Hopkins, who came from an Anglican family, showed uncommon talents from an early age. He attended Balliol College in Oxford with excellent results. Among his teachers was the famous Walter Pater, inspirer of Wilde and decadent English aesthetes. Influenced by the Oxford Movement, he surprised everyone when in 1866 he converted to Catholicism, welcomed into the Church of Rome by Newman. He then taught at the Birmingham Oratory School until 1868, when he decided to become a Jesuit priest. He burned all the poems he had written: literature was a profane pastime, not suitable for a future man of God.

Hopkins spent the last period of his training as a seminarian, between 1874 and 1877, at St Beuno’s College in North Wales. While there, he learned Welsh and was able to appreciate the medieval poems of that mysterious and evocative land. Not without hesitation he took the pen again and in 1875 wrote what would become his most famous poem: “The Wreck of the Deutschland”. The poem, inspired by a real event – the sinking of a ship carrying a group of nuns exiled from Germany due to the new anti-Catholic laws – was defined by David Jones as one of the most fascinating works ever written in English.

Hopkins continued to cultivate his passion, alternating between literature and the many commitments that came from his dual role as priest and teacher. Nevertheless, he always regarded his verses as a pastime, and as moreover unsuitable for a priest (despite the example of an illustrious Jesuit of the past such as Robert Southwell, poet and martyr under the reign of Elizabeth).
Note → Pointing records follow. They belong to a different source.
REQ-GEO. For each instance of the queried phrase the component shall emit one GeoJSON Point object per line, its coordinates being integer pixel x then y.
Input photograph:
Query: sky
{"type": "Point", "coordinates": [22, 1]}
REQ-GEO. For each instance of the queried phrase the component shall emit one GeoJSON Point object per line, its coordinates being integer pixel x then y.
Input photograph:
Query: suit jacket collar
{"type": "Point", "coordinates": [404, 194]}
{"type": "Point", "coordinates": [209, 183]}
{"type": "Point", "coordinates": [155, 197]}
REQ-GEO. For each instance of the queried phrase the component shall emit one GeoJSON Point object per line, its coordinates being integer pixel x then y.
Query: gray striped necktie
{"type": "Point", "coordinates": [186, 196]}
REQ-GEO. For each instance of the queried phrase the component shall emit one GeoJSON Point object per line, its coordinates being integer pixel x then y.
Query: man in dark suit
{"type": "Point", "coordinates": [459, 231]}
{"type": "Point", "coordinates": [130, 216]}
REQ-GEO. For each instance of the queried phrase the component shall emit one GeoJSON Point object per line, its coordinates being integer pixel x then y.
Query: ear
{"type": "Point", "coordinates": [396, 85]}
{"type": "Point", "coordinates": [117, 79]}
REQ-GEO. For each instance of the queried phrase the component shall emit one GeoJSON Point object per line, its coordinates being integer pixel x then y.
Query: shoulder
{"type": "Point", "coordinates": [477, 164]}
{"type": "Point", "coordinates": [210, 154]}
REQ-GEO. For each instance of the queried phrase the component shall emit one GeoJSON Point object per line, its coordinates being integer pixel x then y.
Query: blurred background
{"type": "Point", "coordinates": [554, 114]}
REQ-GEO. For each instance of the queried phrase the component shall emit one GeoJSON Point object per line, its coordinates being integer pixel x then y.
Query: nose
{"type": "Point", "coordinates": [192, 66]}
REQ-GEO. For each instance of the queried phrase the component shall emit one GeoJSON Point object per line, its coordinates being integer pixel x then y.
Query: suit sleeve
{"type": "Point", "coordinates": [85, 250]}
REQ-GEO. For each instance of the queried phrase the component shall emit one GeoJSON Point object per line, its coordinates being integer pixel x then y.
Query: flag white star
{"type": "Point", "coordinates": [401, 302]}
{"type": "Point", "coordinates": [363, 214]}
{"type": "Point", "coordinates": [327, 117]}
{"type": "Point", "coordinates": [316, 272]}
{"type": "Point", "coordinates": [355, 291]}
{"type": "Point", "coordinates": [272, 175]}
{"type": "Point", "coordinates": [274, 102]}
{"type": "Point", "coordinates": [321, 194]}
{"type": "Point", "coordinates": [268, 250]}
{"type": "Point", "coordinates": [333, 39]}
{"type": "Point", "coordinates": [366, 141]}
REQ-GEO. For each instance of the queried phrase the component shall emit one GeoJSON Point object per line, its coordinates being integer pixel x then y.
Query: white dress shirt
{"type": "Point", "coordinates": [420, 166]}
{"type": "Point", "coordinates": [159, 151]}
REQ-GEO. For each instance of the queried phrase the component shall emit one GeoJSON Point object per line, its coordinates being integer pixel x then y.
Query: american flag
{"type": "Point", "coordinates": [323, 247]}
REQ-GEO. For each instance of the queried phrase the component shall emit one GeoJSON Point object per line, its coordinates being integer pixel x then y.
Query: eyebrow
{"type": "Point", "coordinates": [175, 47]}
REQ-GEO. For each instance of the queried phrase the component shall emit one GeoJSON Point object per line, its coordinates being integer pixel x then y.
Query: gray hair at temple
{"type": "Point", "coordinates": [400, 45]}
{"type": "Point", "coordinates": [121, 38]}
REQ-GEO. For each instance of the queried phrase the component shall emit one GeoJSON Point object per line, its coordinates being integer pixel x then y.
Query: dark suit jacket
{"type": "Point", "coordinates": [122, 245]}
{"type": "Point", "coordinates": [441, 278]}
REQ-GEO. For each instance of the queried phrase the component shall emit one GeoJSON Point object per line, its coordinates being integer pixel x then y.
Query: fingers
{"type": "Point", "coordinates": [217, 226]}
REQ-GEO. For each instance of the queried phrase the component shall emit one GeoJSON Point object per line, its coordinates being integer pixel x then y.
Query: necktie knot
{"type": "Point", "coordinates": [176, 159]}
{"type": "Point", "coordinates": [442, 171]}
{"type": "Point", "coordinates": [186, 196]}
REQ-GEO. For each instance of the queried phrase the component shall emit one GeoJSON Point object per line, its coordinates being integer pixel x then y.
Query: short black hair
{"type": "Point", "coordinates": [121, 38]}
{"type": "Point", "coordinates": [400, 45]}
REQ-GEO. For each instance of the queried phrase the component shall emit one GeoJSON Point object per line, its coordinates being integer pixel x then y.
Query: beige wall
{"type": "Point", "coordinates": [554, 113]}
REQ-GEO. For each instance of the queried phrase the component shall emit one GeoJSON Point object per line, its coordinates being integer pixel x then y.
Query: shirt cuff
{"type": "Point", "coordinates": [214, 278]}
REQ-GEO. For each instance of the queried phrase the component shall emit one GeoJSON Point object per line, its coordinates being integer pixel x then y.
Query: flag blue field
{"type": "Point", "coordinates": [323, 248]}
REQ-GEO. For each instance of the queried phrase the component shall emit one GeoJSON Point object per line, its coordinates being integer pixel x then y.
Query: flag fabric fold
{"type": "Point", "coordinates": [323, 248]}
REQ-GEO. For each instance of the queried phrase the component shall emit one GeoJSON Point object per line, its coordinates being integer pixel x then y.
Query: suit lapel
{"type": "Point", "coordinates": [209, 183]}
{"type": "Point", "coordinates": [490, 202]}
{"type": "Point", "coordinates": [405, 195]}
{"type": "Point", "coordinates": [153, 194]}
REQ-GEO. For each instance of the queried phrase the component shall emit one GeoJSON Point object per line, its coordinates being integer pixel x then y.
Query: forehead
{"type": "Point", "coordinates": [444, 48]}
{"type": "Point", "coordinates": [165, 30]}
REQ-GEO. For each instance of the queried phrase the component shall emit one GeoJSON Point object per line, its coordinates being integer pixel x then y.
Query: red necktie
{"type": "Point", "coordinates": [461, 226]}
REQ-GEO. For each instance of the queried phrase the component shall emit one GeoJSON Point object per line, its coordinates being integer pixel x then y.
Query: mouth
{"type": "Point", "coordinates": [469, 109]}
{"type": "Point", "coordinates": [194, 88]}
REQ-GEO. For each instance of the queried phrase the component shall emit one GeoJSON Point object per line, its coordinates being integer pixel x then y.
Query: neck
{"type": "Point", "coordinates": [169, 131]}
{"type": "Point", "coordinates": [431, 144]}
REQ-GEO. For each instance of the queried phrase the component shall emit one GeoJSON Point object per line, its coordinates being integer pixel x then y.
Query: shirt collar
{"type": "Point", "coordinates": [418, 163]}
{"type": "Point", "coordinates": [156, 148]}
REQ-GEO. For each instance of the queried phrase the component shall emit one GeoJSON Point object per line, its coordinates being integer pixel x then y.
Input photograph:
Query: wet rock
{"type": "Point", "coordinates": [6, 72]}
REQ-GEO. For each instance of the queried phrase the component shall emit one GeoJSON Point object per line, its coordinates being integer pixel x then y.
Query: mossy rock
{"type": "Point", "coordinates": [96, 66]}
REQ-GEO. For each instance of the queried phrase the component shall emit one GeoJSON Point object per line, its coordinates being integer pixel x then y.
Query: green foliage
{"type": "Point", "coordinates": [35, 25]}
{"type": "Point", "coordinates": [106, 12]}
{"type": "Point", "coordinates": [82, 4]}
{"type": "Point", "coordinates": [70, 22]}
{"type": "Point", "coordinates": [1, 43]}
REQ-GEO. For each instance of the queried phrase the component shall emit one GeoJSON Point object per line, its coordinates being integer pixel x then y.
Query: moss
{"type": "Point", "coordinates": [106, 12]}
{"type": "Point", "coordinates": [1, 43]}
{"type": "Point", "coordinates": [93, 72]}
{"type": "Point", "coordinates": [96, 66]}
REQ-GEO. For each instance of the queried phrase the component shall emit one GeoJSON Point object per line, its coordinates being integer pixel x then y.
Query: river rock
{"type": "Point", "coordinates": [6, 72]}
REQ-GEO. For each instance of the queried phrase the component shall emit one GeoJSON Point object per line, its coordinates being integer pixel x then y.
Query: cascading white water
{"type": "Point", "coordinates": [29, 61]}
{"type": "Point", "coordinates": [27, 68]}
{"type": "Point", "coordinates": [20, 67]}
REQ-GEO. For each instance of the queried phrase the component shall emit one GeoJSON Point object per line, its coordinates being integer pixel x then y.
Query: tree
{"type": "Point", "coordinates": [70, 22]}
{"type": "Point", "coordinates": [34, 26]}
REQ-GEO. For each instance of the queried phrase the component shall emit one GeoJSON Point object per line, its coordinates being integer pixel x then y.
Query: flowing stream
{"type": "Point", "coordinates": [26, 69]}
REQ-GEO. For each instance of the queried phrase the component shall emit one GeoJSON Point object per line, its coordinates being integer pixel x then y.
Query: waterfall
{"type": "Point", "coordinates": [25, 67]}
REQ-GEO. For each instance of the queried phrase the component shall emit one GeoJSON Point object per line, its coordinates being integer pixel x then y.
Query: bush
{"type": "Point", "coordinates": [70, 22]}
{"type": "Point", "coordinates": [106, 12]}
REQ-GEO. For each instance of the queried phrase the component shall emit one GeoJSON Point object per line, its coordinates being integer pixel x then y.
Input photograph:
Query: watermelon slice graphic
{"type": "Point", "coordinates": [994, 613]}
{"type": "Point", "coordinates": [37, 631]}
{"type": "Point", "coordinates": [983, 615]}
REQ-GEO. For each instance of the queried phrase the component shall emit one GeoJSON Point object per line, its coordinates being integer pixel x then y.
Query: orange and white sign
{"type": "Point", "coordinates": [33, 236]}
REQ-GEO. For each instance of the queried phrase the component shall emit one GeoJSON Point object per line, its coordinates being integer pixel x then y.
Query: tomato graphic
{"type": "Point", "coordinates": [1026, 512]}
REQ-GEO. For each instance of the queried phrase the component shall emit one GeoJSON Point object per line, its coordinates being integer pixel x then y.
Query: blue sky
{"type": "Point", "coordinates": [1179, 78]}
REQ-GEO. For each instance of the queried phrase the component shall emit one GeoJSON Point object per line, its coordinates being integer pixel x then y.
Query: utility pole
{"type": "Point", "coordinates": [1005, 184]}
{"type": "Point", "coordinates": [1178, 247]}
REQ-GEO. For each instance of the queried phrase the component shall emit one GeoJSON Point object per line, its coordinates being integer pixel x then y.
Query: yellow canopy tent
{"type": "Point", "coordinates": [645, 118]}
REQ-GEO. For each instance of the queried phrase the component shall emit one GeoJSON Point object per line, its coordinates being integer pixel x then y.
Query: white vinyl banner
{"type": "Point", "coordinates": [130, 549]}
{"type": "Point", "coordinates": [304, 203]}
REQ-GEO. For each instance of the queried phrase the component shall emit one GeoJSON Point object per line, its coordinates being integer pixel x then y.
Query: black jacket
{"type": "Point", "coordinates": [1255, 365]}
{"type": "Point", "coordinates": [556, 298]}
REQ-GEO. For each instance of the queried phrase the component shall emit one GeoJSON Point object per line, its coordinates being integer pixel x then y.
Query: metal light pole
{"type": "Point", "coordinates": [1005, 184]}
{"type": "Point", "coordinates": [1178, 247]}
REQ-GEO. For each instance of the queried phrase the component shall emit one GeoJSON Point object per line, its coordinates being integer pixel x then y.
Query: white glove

In 1884 he became a professor of Latin and Greek at the Royal University of Ireland in Dublin. He was anything but satisfied and the papers of the period are full of anguish and gloomy despair.

He died prematurely five years after and when his poems were finally printed, they had the effect of an earthquake. Not only did Hopkins show that he wanted to abandon traditional forms, but, drawing heavily on Greek culture and biblical Psalms, he focused mostly on the rhythmic effect. Musicality was guaranteed by references to the Christian liturgy and medieval poetry, as well as by the skilful chiselling of alliterations, assonances and onomatopoeias.

In the poems, nature suggests to man the existence of profound truths, generated by symbolic allusions. Hopkins’ Catholicism, on the model of the medieval Duns Scotus, is revealed in the constant reference to God, a mystery that pervades everything. Simplicity and complexity coexist brilliantly. Thus, for example, what could appear as simple descriptions or landscape sketches, finally reveal themselves for what they are: clues of a greater Presence that goes beyond the sensible datum. However, this certainty does not take away from the faithful the effort of having to prove themselves a good Christian; error and desperation are enemies that are always lurking.

In addition to Marian and non-religious poems, Hopkins wrote many other lyrics that contain ideas drawn directly from the Catholic imagination. Among the most interesting are “God’s Grandeur”, “Pied Beauty”, “Binsey Poplars”, “Spring and Fall” and “Spelt from Sybil’s Leaves”.

In 1975 a plaque dedicated to the memory of Hopkins was placed in the famous Poets’ Corner of Westminster Abbey, next to those of the most illustrious names in English culture: it was a worthy, albeit belated, tribute to one of the greatest poets of the second half of the Nineteenth century.